The Email That Changed Everything
Three years after we stopped working together, my former manager Sarah sent me a message. Not a LinkedIn notification or a mass holiday card—an actual email that mentioned the project we'd shipped in 2019 and asked what I was working on now. I replied. We caught up. Two months later, she emailed again with a job description. "This made me think of you," she wrote.
I hadn't spoken to Sarah in those three years. She'd simply built a system for herself: every eight weeks, she sent a quick note to three former colleagues. No elaborate messages. No required responses. Just a simple rhythm of checking in.
That rhythm—consistent, lightweight, personal—kept her present in my mind. When an opportunity appeared, I was the first person she thought of. Not because we were best friends. Not because we talked constantly. Because she had a contact rhythm that actually worked.
Most People Don't Lose Touch on Purpose
Life happens. Work gets busy. Weeks turn into months. By the time you think about checking in, it feels awkward—like you need a good reason.

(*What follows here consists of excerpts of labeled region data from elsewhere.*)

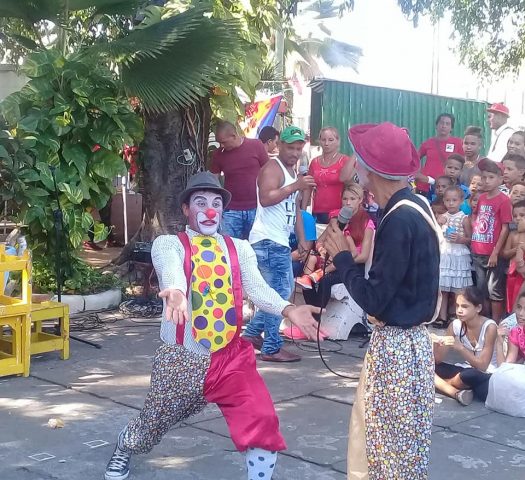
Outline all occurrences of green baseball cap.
[280,125,305,143]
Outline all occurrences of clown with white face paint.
[105,172,319,480]
[182,191,223,235]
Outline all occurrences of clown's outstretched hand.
[282,305,321,340]
[159,288,188,325]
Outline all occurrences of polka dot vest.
[191,236,237,352]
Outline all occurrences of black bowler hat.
[179,172,232,208]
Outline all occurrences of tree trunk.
[112,98,211,265]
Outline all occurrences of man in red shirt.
[415,113,463,195]
[210,122,268,240]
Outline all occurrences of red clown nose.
[204,208,217,220]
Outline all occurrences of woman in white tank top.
[433,287,498,405]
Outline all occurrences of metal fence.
[310,80,490,153]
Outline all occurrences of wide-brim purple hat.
[348,122,421,177]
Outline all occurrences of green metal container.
[310,80,490,154]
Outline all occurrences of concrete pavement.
[0,317,525,480]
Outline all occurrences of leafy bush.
[0,48,143,258]
[33,258,123,295]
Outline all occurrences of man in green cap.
[244,126,315,362]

I used to keep a mental list of people I should call. Every few months, I'd remember someone I hadn't spoken to in a year. The guilt would hit. I'd promise myself I'd reach out next week. Then I'd forget again.
The problem isn't caring. Most people care plenty. The problem is friction. Remembering who to contact. Finding the right moment. Deciding what to say. Each small decision becomes a reason to postpone.

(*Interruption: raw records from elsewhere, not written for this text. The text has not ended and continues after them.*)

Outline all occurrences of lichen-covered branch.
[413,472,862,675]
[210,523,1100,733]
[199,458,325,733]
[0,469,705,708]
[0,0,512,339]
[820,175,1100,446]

Without a system, your network becomes a graveyard of good intentions. Birthdays missed. Promotions you never congratulated. Opportunities that pass to people who stayed visible.

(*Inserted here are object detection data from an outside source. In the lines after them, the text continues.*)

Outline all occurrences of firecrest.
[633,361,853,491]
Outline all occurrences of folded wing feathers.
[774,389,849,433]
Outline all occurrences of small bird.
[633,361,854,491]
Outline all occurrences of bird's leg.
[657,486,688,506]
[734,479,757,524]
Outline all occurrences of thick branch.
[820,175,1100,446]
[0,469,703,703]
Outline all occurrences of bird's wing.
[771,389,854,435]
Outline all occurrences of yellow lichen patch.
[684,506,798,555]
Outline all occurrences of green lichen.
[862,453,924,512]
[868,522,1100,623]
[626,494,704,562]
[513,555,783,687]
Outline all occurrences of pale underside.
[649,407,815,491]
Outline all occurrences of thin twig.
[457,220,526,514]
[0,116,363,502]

What Contact Rhythms Actually Look Like
A contact rhythm is a repeating pattern for staying in touch. Not a calendar full of forced catch-ups. Not a spreadsheet of networking targets. A simple, repeating reminder that tells you: "Text this person."
My friend James texts his college roommate every Sunday morning while his coffee brews. That's it. One text. Sometimes it's about a podcast episode. Sometimes it's just "thinking of you." The content doesn't matter. The rhythm does.
My sister calls our aunt every Tuesday during her commute home. Fifteen minutes. She doesn't decide whether to call. She just calls. The decision is already made.
These rhythms work because they're automatic. They remove the mental load of remembering. You don't wonder if you should reach out. You already know you will. The only question is when.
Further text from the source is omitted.